I've been to Spartan Souvlaki a few times. Previously, I've had the hamburger and cheese pie (a flaky shell filled with ricotta-like cheese; delicious and creamy). This time, I had spanakopita and Greek salad. The Greek salad had large chunks of tomato, slivers of raw red onion, and crumbled feta cheese, all swimming in a pool of olive oil. For some reason, Spartan Souvlaki does everything big and their side salad portion is enormous, though you won't hear me complain about it. The spanakopita is, similarly, in the shape of a Hot Pocket, with the flaky phyllo dough wrapped around a rectangle of chopped spinach and mild cheese. The spanakopita is more on the side of "spinachy" instead of "cheesy," but I really enjoyed it and I was glad to have had my servings of vegetables.
Alex had the gyro platter with french fries. The slices of gyro meat were a tad bit dry, but had a nice crunchy crust and the dryness was remedied by a great tzatziki sauce. He even made mini souvlakis by spreading tzatziki sauce and layering gyro meat on the pita - delicious! Salty meat paired with creamy, garlicky yogurt sauce, all on top of warm pita bread (Greek naan...mmm).
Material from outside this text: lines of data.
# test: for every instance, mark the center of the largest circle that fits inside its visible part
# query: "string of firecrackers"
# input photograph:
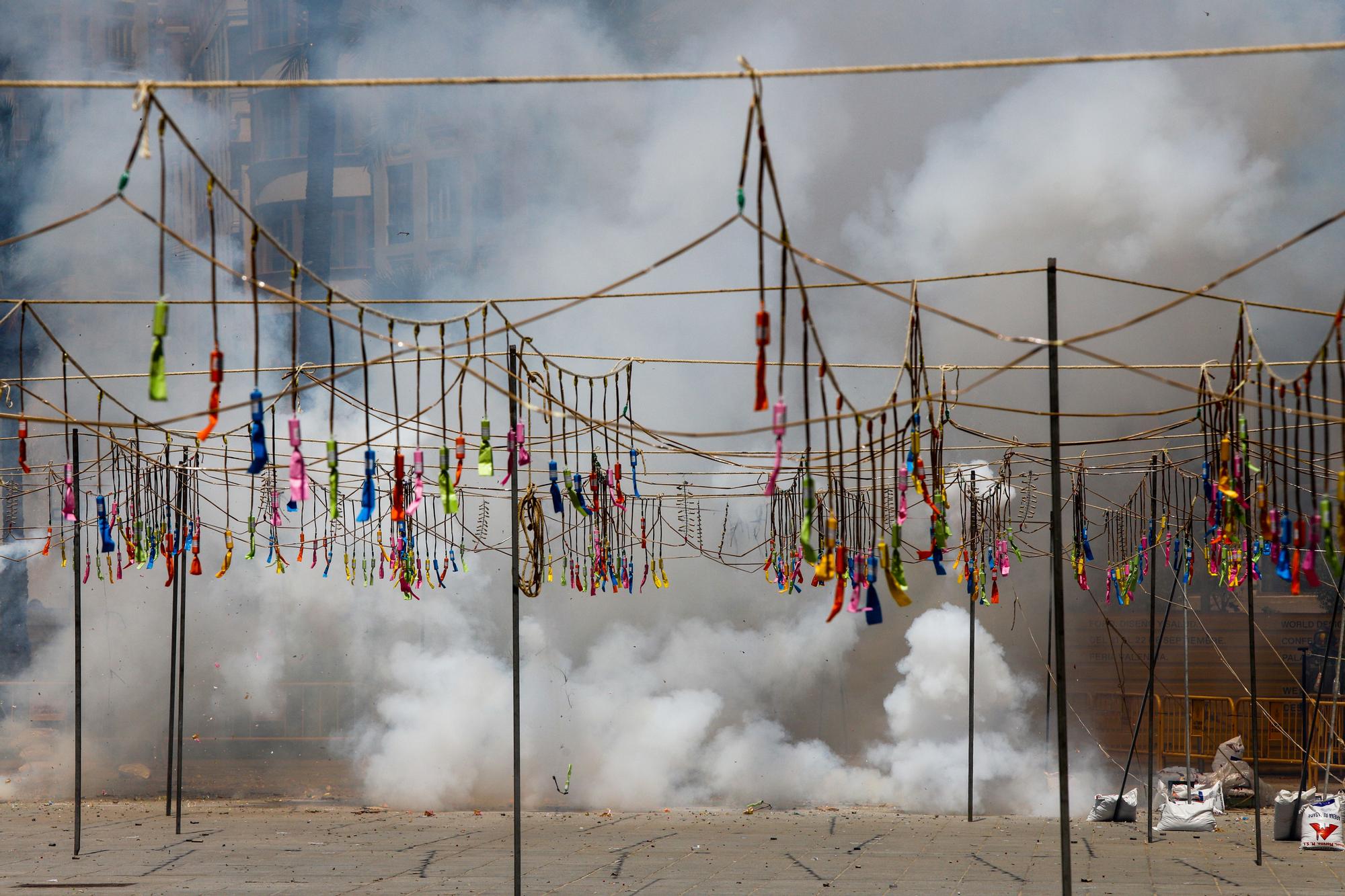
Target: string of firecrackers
(602, 551)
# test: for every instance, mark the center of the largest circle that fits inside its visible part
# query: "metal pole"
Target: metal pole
(1186, 673)
(182, 618)
(1140, 716)
(1336, 696)
(1153, 645)
(1311, 729)
(173, 671)
(1303, 715)
(1256, 706)
(972, 670)
(513, 517)
(1058, 581)
(75, 478)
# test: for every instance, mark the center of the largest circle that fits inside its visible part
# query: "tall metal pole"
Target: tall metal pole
(75, 477)
(1311, 729)
(1153, 645)
(1336, 696)
(173, 669)
(972, 670)
(1186, 674)
(182, 616)
(1256, 706)
(1058, 581)
(513, 518)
Eating at Spartan Souvlaki always reminds me of my adventures in Greece. When we were abroad, a few girlfriends and I travelled to Patras, Athens, and Glyfada during spring break. We ran into some interesting situations when we were outside of the touristy parts of Athens. Being four Chinese women traveling alone, we got lots of stares, although the Greeks were friendly enough once we said a few kalimeras and efharistos. In Glyfada (a swanky suburb of Athens), we had lunch at a restaurant and ordered souvlakis. Oddly, they didn't give us any tzatziki sauce and the souvlakis were all incredibly dry. Probably because we were such an unusual sight, the head chef actually came out to see us for himself. In broken English, he asked how the food was. We asked for a bit of tzatziki, which he said was not typical in souvlakis. Either way, all was remedied by the free shots of limoncello after the meal.